Chapter One – Tangerine Trees and Marmalade Skies


They didn't tell me about the palm trees.

Not once, in any of the many hours of conversation during which my mother had tried to sell my new home to me, had she mentioned palm trees.

I knew it was going to be hot, of course – I mean, come on. California. Its reputation precedes it. But my mom had warned me not to leave my jacket behind, and it was, after all, September. So seeing the sun blazing down on rows of palm trees as we landed was a bit of a shock. It had been raining when we'd taken off in New York.
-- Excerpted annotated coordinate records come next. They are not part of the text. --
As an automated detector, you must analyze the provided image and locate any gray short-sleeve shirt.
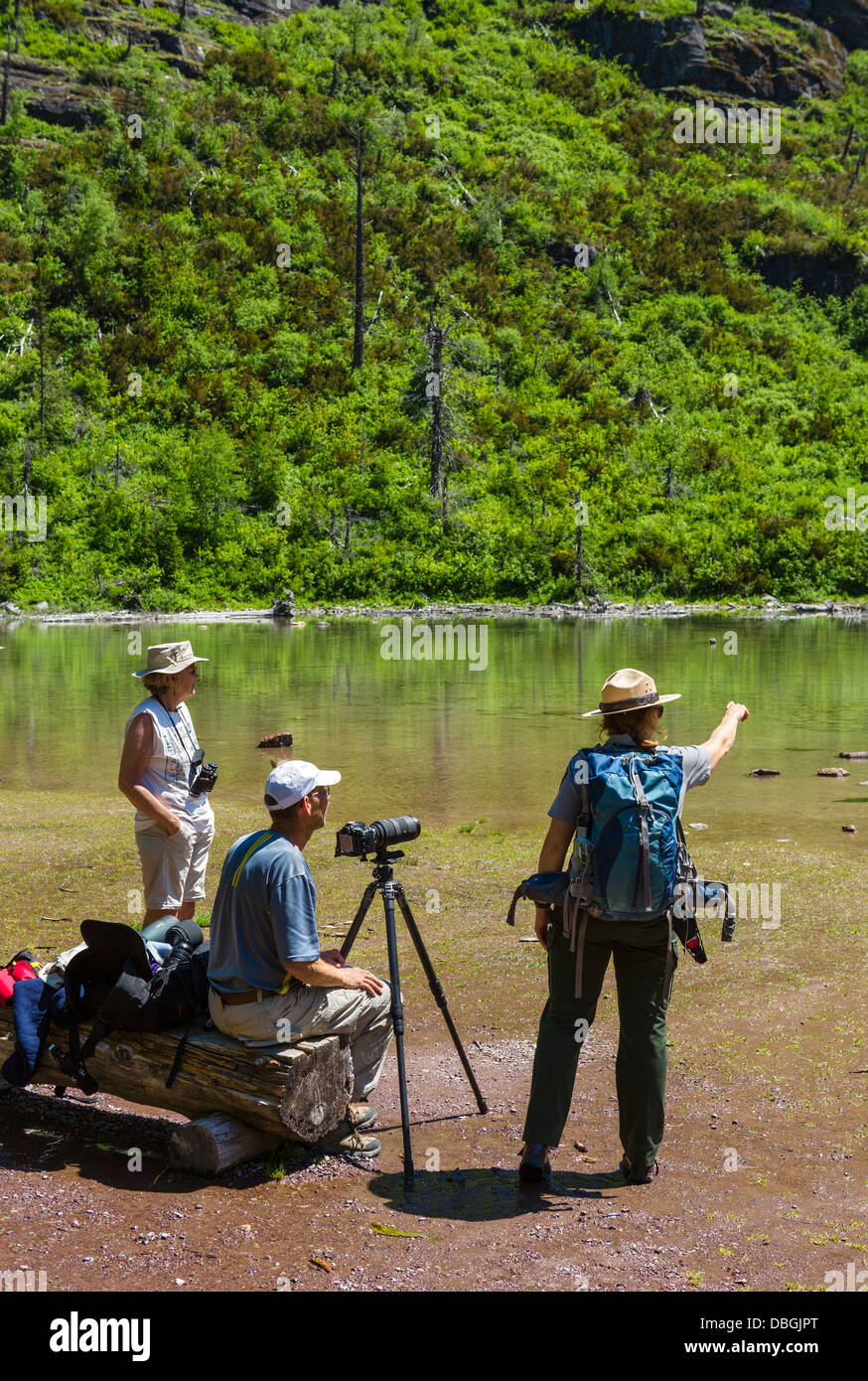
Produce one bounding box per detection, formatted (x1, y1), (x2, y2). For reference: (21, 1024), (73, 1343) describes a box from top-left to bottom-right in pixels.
(548, 733), (711, 825)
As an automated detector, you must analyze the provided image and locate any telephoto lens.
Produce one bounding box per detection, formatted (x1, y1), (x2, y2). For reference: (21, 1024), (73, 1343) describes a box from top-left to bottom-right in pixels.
(334, 815), (422, 859)
(368, 815), (422, 847)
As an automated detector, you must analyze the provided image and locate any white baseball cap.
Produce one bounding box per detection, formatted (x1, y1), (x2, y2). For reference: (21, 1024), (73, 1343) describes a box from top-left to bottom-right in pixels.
(265, 758), (341, 811)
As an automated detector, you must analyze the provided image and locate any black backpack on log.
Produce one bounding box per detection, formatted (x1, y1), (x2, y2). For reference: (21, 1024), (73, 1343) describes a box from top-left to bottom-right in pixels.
(56, 920), (209, 1094)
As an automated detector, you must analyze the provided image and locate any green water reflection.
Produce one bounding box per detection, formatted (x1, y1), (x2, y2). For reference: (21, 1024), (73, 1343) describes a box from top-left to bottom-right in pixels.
(0, 616), (868, 849)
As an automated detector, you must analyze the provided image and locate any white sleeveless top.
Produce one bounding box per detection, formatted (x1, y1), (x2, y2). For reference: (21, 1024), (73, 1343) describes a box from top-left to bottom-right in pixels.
(124, 696), (214, 833)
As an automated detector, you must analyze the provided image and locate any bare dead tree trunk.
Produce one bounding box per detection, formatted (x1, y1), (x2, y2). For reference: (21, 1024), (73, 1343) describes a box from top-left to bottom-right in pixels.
(0, 24), (13, 124)
(36, 235), (46, 440)
(22, 436), (33, 495)
(354, 124), (364, 369)
(428, 318), (444, 495)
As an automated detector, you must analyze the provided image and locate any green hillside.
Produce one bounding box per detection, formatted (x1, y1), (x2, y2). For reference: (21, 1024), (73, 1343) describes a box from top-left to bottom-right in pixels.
(0, 0), (868, 609)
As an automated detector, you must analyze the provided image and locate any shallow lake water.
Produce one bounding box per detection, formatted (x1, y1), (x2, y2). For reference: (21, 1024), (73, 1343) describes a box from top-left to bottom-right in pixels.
(0, 616), (868, 849)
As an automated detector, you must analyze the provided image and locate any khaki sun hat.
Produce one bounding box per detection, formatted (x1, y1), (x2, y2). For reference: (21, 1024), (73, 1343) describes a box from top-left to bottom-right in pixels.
(582, 667), (681, 719)
(132, 642), (212, 678)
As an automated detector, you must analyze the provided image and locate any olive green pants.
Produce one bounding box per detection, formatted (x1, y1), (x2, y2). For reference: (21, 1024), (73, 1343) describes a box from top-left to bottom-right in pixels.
(524, 907), (677, 1168)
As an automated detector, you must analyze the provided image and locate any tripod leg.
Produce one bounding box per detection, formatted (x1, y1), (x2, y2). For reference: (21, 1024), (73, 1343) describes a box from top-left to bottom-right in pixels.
(382, 881), (412, 1189)
(341, 881), (376, 959)
(393, 882), (489, 1113)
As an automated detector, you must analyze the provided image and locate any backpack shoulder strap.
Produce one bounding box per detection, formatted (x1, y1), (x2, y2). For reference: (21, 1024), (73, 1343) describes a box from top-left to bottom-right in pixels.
(231, 830), (276, 886)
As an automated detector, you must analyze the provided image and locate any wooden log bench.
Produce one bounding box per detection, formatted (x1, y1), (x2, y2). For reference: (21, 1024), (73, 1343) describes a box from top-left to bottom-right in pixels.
(0, 1006), (354, 1175)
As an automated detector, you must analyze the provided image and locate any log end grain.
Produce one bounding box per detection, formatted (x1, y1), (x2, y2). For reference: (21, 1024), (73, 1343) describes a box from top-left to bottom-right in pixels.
(169, 1113), (280, 1176)
(280, 1036), (354, 1144)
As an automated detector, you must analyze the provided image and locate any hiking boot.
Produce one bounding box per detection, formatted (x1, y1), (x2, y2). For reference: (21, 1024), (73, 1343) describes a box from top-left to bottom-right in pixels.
(518, 1141), (552, 1185)
(316, 1118), (379, 1157)
(618, 1155), (659, 1185)
(347, 1104), (376, 1131)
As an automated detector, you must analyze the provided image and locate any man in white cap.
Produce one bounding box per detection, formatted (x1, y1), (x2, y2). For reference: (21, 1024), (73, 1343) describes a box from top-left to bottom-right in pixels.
(209, 758), (392, 1155)
(117, 641), (214, 925)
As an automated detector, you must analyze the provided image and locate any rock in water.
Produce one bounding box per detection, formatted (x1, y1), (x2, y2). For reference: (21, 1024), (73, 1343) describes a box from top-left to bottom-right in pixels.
(272, 590), (295, 619)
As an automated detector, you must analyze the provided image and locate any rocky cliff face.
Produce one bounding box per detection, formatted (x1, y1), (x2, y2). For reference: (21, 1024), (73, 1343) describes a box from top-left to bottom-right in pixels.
(751, 0), (868, 50)
(571, 9), (844, 105)
(10, 0), (318, 130)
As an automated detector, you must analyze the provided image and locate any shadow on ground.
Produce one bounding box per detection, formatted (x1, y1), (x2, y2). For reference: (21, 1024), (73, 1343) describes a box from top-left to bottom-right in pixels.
(367, 1167), (624, 1222)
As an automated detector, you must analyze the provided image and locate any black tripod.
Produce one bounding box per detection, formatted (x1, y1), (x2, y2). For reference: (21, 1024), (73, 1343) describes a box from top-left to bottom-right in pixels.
(341, 845), (489, 1189)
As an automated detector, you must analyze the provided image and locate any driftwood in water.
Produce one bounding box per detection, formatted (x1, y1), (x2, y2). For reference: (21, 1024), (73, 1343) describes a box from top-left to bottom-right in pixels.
(0, 1006), (354, 1144)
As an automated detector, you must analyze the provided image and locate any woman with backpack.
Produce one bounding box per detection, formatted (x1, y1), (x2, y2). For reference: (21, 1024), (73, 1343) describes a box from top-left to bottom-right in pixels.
(518, 667), (748, 1185)
(117, 641), (217, 927)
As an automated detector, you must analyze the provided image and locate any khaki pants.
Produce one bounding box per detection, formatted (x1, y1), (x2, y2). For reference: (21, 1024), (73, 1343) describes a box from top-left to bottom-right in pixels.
(209, 982), (392, 1102)
(135, 819), (214, 911)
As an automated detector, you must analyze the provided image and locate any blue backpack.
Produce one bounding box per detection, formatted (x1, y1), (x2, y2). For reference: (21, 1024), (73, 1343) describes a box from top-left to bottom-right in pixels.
(570, 746), (686, 921)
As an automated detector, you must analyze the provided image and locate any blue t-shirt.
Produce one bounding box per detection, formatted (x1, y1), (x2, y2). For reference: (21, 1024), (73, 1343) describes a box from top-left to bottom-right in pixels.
(209, 830), (320, 993)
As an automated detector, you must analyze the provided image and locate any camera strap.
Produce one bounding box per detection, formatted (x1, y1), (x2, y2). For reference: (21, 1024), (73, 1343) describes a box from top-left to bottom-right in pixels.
(155, 696), (205, 766)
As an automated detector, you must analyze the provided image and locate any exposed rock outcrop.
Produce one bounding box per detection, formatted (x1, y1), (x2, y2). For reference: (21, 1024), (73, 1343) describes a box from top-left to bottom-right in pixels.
(570, 10), (847, 105)
(756, 254), (865, 301)
(751, 0), (868, 50)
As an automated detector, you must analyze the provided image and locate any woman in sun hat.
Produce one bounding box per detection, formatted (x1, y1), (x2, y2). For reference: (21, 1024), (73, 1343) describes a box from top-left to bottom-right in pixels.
(117, 641), (214, 925)
(518, 667), (748, 1183)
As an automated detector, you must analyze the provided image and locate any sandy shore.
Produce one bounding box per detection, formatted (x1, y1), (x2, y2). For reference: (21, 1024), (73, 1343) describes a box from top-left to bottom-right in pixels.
(0, 595), (868, 626)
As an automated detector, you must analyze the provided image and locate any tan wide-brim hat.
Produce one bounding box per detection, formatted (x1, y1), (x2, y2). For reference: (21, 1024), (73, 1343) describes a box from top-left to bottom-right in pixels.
(582, 667), (681, 719)
(132, 642), (212, 680)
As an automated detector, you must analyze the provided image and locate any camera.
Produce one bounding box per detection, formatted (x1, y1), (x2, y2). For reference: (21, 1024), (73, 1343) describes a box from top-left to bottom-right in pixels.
(334, 815), (422, 859)
(188, 748), (217, 796)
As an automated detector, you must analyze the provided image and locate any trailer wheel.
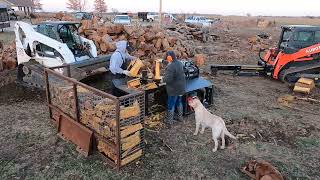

I wasn't sure what to make of this; I'd never been a fan of the sweltering heat of New York summers, and the prospect of living in it all year round was not a pleasant one. But then again, Carmel-by-the-Sea was, as it's name suggested, by the sea, and about as different to the urban heat trap I was leaving behind as it is possible to be.

And if putting up with a bit of heat was what it would take to make my mom happy, then I could live with that. We're close, her and me. My dad died when I was six, and it's been just the two of us ever since.

Or it was, anyway. But not anymore. Which is why I've just flown three thousand miles across America; at the start of the summer, my mom got married again. So instead of it just being me and my mom knocking around a sixth floor New York apartment, it's now me, my mom, my new step-dad Andy and his three daughters all knocking around some house in Carmel, California. Which is going to take some getting used to.

But like I said, there isn't much I wouldn't do to make my mom happy; god knows her life's been hard enough, and I definitely don't make it any easier. And I like Andy, I really do. He's a bit of a joker, but he means well, and he's yet to try and have a manly father-and-son moment with me.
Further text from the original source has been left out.